The dead bodies and leads back to Massive Dynamic get old after a while.

(The Pattern changes.)

* * *

Four children between the ages of two years to five years sprawl inelegantly in beds, slouch over tables and chairs in an arthritic and splintered old cabin hiding in the Maine countryside. They are dead.

Outside, it rains.

Inside, Olivia Dunham crouches next to one of the children and narrows her eyes.

Dark-skinned, his head rests off-kilter on the kitchen's gray Formica counter, one hand cradled up near a cereal bowl full of nothing. There is blood caked around his nose, on the front of his striped blue-and-white shirt, but when she looks up at the boys face, to see if he had a reaction when he passed, she sees nothing.

The face is expressionless.

Behind her in the living room opposite of the kitchen, Peter stands up from one of the children slouched in front of the ancient and ridiculously undersized GE television.

"These kids," he says, remarkably reserved, "are blank."

Olivia stares into the hazel eyes of the boy at the table, stares at the frozen sobriety in his face, the titled position of his jaw.

"Yes," she says, and without knowing why, reaches out and gently touches the boy's forehead.

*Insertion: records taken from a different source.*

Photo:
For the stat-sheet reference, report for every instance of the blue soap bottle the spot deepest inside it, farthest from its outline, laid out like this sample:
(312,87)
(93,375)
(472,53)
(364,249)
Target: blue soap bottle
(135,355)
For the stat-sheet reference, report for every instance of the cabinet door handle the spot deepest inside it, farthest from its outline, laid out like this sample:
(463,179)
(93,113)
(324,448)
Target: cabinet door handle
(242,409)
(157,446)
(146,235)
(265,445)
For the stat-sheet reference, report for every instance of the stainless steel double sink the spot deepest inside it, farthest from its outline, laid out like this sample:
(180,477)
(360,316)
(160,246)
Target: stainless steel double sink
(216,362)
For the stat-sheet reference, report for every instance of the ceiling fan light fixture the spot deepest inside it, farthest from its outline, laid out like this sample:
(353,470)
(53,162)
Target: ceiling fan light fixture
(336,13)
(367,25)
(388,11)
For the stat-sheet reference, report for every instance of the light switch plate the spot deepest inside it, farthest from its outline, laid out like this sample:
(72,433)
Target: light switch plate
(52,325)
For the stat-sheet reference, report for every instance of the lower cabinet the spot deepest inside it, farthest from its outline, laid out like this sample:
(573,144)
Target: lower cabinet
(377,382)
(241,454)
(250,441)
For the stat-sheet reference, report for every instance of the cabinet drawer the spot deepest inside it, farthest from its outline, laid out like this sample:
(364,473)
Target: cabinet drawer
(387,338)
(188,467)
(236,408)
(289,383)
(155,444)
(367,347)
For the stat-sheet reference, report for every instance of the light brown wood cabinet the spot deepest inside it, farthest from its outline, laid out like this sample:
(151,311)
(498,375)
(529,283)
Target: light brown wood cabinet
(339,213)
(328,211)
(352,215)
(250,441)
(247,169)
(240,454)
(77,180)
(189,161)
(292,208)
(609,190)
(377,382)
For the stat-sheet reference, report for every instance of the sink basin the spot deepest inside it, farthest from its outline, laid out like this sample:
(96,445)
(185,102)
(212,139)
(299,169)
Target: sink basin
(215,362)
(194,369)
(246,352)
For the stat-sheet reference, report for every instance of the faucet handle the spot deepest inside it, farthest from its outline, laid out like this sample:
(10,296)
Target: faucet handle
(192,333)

A memory drifts and bobs in her brain and all she can think is back to six years old and Mommy's worried face above her bed, whispering as she placed a palm against Olivia's forehead, _"Oh, baby, do you have a fever?" _

His skin is hot.

* * *

First, they bring in Real Doctors. The ones with PhDs in more proper and formal fields, that study diseases and defects that seem abnormal but not paranormal.

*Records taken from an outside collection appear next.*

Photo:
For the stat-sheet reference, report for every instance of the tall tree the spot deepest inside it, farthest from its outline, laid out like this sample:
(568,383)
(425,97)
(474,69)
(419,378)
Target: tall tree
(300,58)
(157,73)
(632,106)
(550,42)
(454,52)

The first is a doctor from Portland, Maine, with a background in neurology, pediatrics, and some maxillofacial studies.

She is an older woman, tall with frayed, bottle-brown hair. Her eyes are tired but wise behind thick glasses, and when she lifts the eyelids of the three-year old child in front of the television, her lips purse.

She goes around to all the children, her gait careful and quiet as she repeats the procedure. Latex-gloved hands ghost across cheeks, foreheads, eyelids and lips, tap speculatively on the zygomaticus minor and major, the anguli orises.

When she finishes – when she gets to the boy at the kitchen table next to a cereal bowl full of nothing – her smile is thin and sad.

"He has Moebius Syndrome," she explains to Olivia. "They all do."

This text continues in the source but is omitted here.